O fechamento do Irã e o controle rígido do estreito em resposta à guerra em curso deixaram exportações-chave de petróleo, gás natural liquefeito (GNL), enxofre e fertilizantes nitrogenados dos produtores do Golfo isoladas. Analistas agora alertam que, se as interrupções persistirem até o final de abril, a combinação de custos mais altos de insumos e entregas atrasadas pode se traduzir em menores taxas de aplicação, decisões de plantio alteradas e uma inflação elevada nos preços dos alimentos até 2026–27.

Principais Títulos

Conflito em Hormuz Sufoca Fluxos de Fertilizantes e Energia, Elevando Riscos de Custos Globais das Culturas

Introdução

A guerra no Irã, desencadeada por ataques conjuntos dos EUA e Israel em 28 de fevereiro de 2026, levou Teerã a restringir severamente o transporte comercial pelo Estreito de Hormuz, um corredor que normalmente transporta cerca de um quinto do petróleo global e uma grande parte das exportações de GNL e fertilizantes. Dados de transporte marítimo indicam que os trânsitos diários de embarcações colapsaram, com apenas uma fração do tráfego normal de petroleiros e contêineres passando pelo estreito.

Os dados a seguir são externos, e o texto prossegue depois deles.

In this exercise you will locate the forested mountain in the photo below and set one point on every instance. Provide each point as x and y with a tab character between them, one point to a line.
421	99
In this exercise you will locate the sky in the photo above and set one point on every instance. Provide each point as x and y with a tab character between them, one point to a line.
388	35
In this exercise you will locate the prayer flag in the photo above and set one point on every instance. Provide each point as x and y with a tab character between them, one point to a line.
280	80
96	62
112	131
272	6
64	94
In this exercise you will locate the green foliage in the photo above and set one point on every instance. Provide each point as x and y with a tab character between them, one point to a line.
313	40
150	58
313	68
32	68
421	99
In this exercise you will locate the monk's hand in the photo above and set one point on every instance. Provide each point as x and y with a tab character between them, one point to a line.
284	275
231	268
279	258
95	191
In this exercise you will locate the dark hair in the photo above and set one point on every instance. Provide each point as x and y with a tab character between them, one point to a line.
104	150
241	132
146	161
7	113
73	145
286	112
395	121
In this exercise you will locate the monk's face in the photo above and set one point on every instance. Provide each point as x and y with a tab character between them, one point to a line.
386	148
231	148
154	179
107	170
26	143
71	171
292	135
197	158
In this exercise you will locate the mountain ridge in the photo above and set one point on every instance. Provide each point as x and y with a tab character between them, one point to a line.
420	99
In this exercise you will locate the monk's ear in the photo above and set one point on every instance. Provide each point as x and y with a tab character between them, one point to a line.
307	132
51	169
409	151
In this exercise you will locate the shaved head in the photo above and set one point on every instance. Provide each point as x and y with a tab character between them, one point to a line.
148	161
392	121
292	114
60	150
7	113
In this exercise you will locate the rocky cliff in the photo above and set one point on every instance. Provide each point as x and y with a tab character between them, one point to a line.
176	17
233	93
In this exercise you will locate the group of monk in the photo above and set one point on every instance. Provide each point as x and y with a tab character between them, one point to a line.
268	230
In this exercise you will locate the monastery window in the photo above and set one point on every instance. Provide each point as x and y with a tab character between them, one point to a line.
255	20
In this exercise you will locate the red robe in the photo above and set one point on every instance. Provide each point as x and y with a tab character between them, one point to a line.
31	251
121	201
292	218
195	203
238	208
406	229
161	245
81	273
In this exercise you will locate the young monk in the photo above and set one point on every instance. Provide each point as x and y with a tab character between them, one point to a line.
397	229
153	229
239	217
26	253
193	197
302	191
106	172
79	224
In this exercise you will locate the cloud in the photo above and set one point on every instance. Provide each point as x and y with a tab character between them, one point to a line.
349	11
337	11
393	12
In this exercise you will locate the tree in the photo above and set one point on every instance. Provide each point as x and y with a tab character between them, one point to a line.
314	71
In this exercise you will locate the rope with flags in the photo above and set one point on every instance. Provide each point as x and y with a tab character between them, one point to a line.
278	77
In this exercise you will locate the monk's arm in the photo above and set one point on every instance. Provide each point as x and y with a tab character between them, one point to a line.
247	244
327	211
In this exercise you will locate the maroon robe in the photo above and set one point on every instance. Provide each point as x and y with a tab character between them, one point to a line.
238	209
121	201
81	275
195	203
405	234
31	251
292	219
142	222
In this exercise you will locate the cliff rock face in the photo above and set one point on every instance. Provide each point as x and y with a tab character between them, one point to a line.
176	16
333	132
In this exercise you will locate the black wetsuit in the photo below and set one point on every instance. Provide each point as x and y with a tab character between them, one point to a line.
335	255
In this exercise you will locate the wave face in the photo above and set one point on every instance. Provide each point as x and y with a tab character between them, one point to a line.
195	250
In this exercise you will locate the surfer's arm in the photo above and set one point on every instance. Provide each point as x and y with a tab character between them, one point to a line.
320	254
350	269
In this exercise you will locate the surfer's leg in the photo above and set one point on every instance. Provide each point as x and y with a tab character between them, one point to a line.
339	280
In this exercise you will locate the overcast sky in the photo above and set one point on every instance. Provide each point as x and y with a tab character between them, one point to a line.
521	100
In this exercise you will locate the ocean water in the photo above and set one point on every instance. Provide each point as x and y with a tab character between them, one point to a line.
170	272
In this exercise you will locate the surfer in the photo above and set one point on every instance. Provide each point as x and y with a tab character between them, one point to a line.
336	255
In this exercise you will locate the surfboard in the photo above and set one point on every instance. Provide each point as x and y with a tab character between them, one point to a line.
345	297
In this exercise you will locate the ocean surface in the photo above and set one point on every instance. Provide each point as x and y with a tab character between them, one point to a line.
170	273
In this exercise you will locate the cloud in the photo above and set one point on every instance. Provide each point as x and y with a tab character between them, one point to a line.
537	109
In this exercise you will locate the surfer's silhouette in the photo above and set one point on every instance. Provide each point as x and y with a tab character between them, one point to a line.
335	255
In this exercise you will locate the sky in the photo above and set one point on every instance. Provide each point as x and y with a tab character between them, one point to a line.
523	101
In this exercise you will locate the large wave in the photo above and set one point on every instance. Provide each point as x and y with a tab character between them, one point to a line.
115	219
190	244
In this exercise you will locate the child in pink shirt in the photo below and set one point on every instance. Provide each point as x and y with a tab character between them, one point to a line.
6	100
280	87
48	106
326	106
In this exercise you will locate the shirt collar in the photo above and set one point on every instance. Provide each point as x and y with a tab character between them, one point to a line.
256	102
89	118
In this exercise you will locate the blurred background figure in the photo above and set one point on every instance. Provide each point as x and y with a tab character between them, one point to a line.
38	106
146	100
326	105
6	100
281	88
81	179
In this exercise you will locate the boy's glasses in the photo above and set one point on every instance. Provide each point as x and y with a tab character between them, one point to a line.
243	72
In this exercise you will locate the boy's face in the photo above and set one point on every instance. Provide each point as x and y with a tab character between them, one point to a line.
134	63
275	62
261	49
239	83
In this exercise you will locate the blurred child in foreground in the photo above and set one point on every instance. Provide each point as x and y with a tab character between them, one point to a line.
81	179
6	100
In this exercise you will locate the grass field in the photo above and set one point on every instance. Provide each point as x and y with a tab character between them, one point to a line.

O foco imediato tem sido a energia, mas o mesmo ponto de estrangulamento lida com quase um terço do comércio de fertilizantes de via marítima e uma grande parte das exportações de enxofre, um insumo-chave para fertilizantes à base de fosfato. À medida que a produção de nitrogênio à base de gás no Catar e em outros estados do Golfo é reduzida e os embarques são adiados, as cadeias de suprimento de fertilizantes para produtores de grãos e oleaginosas em toda a Ásia, Europa e África enfrentam um aperto na janela crucial de pré-plantio.

🌍 Impacto Imediato no Mercado

O fechamento causou um choque duplo aos mercados de insumos agrícolas: custos de energia mais altos e disponibilidade reduzida de fertilizantes. O petróleo Brent disparou acima de $120 por barril, enquanto os preços do gás TTF holandês, que serve como referência na Europa, quase dobraram em relação aos níveis anteriores à guerra, elevando os custos de produção para amônia e ureia em regiões consumidoras que dependem da produção de fertilizantes intensivos em gás.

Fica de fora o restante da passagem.